She also presents a point of view that equates touch with “harm” and “inappropriate
behavior” unbecoming of a responsible museum visitor. It is institutional sentiments such
as this that visitors are responding to when they say things such as, “museums are usually
like ‘don't get too close, I don't think you should be touching that. Don't breathe too
hard’” (CMA Visitor), and when they claim that they largely see museums as “elitist,”
“boring,” and “tedious.” In the chapters that follow, I will show that underlying visitors’
responses to the experiences they perceive as afforded by the touchscreen interfaces, and
the rhetorical work those experiences make possible, is an appreciation for the experience
of being able to touch objects within the space of the museum that is directly contrasted
with visitors’ existing beliefs about access and their relationship to the institution.
For the majority of visitors studied, touching the flat, smooth screens of the digital
interfaces served as a direct stand-in for touching the actual art objects. In other words,
for many visitors who interacted with the touchscreens studied, the interfaces fell away,
disappeared, and visitors saw themselves as physically interacting with the actual art
54
object or archival artifact digitally displayed by the interfaces. As one visitor said when
describing why he was excited about the touchscreens at the CMA, “You want to interact
with art, you want to touch the art” (CMA Visitor). Other visitors spoke of being able to
“feel texture” of the artwork when touching the screens. Yet another said that he was
surprised to stumble into Gallery One, “Where you can actually touch the stuff and be
able to read about it” (CMA Visitor), implying that what he was touching was the same
as what he was reading about – the art object itself.
In his article “Fingerbombing, or ‘Touching is Good’: The Cultural Construction
of Technologized Touch,” David Parisi (2008) gives us a way to understand what is
occurring in visitor’s physical interaction with the touchscreen interfaces in these gallery
spaces. Parisi contrasts active touch, in which an actor directly manipulates objects with a
feeling, sensing hand with gaming touch, “in which the hand manipulates without
feeling…a model of touch absent of feeling in which the perceiver is only a manipulator,
a controller” (p. 319). Gaming touch, he says, requires a “technologically extended hand”
meaning that what the user is manipulating is a controller, a joystick, a mouse, a screen,
or some other kind of device that moves digital images of objects displayed on a
computer screen. Gaming touch of the digital representations of objects displayed on the
screen is not the same as active touch of physical versions of those objects. However,
Parisi claims, users respond to gaming touch in much the same way as they do active
touch depending on the framing of the “mediated experience.” What I will show in this
dissertation is that visitors equate the gaming touch of feeling only the smooth screen of
the touchscreen interfaces with the experience of physically interacting with, and feeling,
the actual art and archival objects.
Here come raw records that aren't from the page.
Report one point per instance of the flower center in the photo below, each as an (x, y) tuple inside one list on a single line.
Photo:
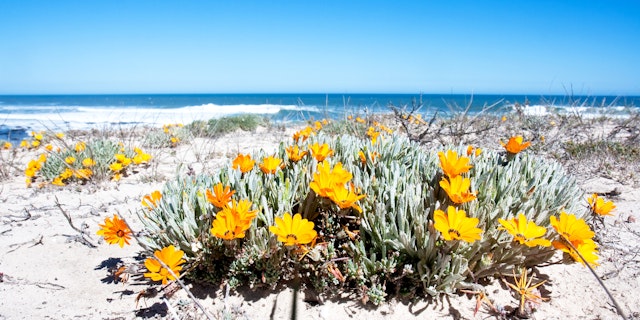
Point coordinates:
[(454, 232)]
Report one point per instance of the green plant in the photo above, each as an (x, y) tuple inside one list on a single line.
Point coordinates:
[(215, 127), (391, 246)]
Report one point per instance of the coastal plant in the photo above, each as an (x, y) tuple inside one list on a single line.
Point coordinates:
[(95, 160), (171, 135), (219, 126), (395, 222)]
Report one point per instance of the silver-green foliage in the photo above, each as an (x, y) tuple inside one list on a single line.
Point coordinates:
[(396, 249)]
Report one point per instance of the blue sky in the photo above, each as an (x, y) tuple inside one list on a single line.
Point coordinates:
[(522, 47)]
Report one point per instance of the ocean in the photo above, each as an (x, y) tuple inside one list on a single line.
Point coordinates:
[(21, 114)]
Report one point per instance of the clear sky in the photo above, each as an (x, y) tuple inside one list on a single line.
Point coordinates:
[(524, 47)]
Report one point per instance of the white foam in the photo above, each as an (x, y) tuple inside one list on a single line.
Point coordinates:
[(66, 118)]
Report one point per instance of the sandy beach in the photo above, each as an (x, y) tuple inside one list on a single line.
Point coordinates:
[(54, 266)]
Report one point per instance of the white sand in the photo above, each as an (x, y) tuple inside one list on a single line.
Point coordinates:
[(48, 273)]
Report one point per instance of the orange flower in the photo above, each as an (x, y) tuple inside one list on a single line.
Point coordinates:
[(452, 165), (80, 146), (372, 156), (244, 163), (320, 151), (293, 230), (270, 164), (234, 220), (515, 144), (115, 231), (220, 197), (577, 232), (171, 257), (457, 189)]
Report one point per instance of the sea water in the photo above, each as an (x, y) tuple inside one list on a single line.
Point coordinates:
[(21, 114)]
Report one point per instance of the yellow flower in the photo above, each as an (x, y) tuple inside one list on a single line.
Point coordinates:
[(115, 167), (270, 164), (57, 181), (525, 232), (345, 198), (455, 225), (171, 257), (295, 154), (317, 125), (457, 189), (577, 232), (326, 179), (244, 163), (66, 174), (452, 165), (373, 134), (292, 231), (220, 197), (88, 162), (372, 155), (115, 231), (80, 146), (151, 200), (471, 150), (320, 151), (302, 134), (233, 220), (515, 145), (83, 173), (599, 206)]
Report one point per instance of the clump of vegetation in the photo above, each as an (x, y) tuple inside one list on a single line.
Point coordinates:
[(95, 160), (372, 213), (219, 126)]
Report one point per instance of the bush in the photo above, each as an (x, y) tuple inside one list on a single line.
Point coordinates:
[(215, 127), (392, 246)]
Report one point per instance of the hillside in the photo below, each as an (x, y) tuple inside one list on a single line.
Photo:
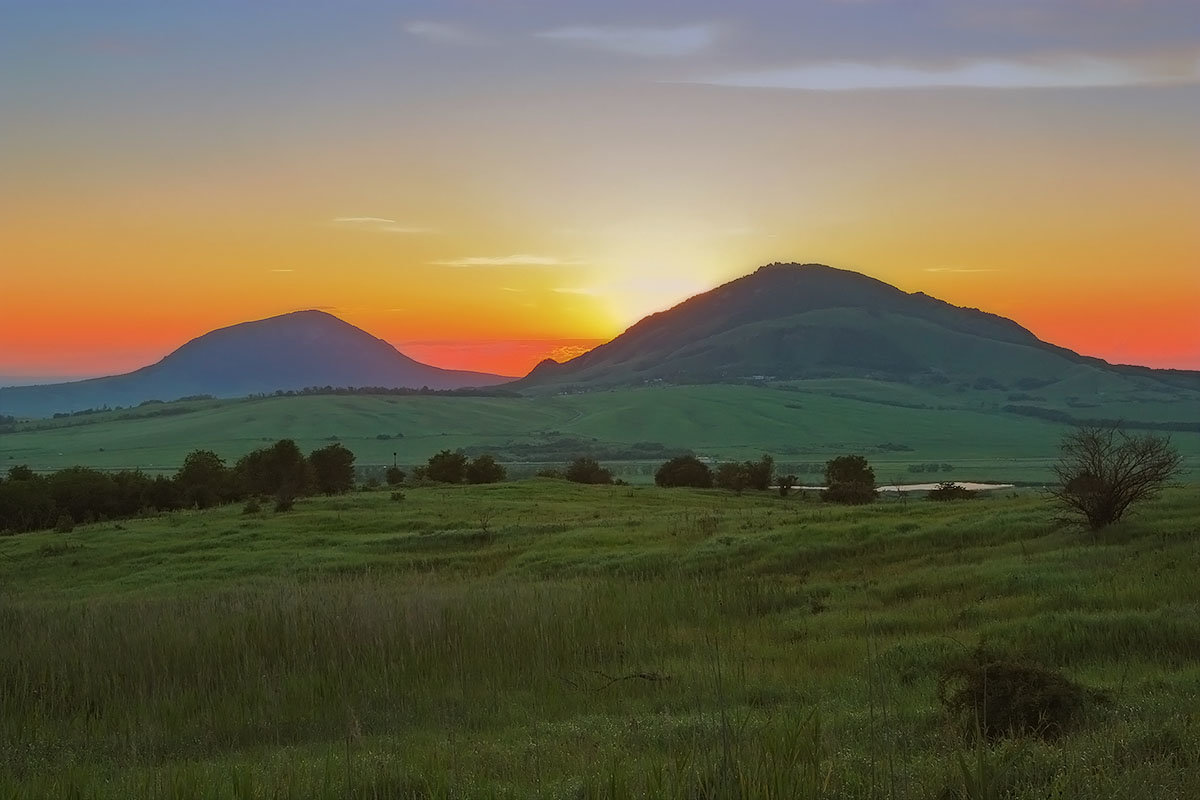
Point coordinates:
[(305, 348), (365, 647), (634, 429), (802, 322)]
I discuss this phenomenon at length in the following
55
chapters, discussing both how this equation of the interface with the art object is
occurring in visitors’ experience and also how that equation influences visitors’ rhetorical
experiences.
While visitors’ recognition of the uniqueness of the touchscreen interfaces and the
experiences afforded by them at the Cleveland Museum of Art and the National Archives
Museum is significant, not all visitors view these interfaces and experiences as equally
beneficial or important. For every group of visitors I tracked at the CMA who interacted
with the Collection Wall and Lenses, there were many more who traveled through the
Gallery One space without interacting with a single piece of technology. Visitors of all
ages perused the gallery space following the perimeter of the room, viewing the art
objects, and avoiding the Lenses and Wall completely.
In my observations, I noticed that for some visitors the technology simply did not
create a pleasant sensory experience. One woman in her mid-60s, shying away from the
Collection Wall as the rest of her friends used it said, “it makes me a little dizzy” (CMA
Visitor). This woman eventually left Gallery One into the atrium area and waited for her
friends to join her there before continuing to the rest of the museum. Another woman in
her mid-20s approached the Wall, touched it briefly and, turning to the man with her,
said, “it stresses me out” (CMA Visitor). The couple then also left Gallery One without
touching any of the other touchscreens there.
Still other visitors viewed the technology as ultimately detracting from the ways
in which they normally prefer to view and interpret art. One visitor I interviewed,
ambivalent about his experience with the Collection Wall, said, “I prefer to look at the
art” (CMA Visitor). Another couple, in their mid-30s, spent about 20 minutes in Gallery
56
One proper without touching a single one of the touchscreens (though they had used the
Collection Wall for some time). When asked why they did not use the Lenses, they
responded:
Man:
Just interacting with [the Wall] without doing to the
touchscreens…I guess…Just talking amongst ourselves about it
[gesturing towards the art displayed].
Woman:
I think sometimes I like to look at the artwork before I read about
it, so I feel like they [the Lenses] almost have like spoilers or
something.
As discussed previously, Gallery One proper resembles a traditional exhibition space,
with the six Lenses distributed throughout. While this couple happily interacted with the
Collection Wall, which stands alone in its own space, when they entered the more
traditional exhibition space they did not appreciate the inclusion of the technology there.
This couple viewed the Lenses as potentially interfering with their interpretation of the
art, preferring to view the art objects displayed without supplementing their viewing with
the digitally-mediated experiences afforded by the Lenses.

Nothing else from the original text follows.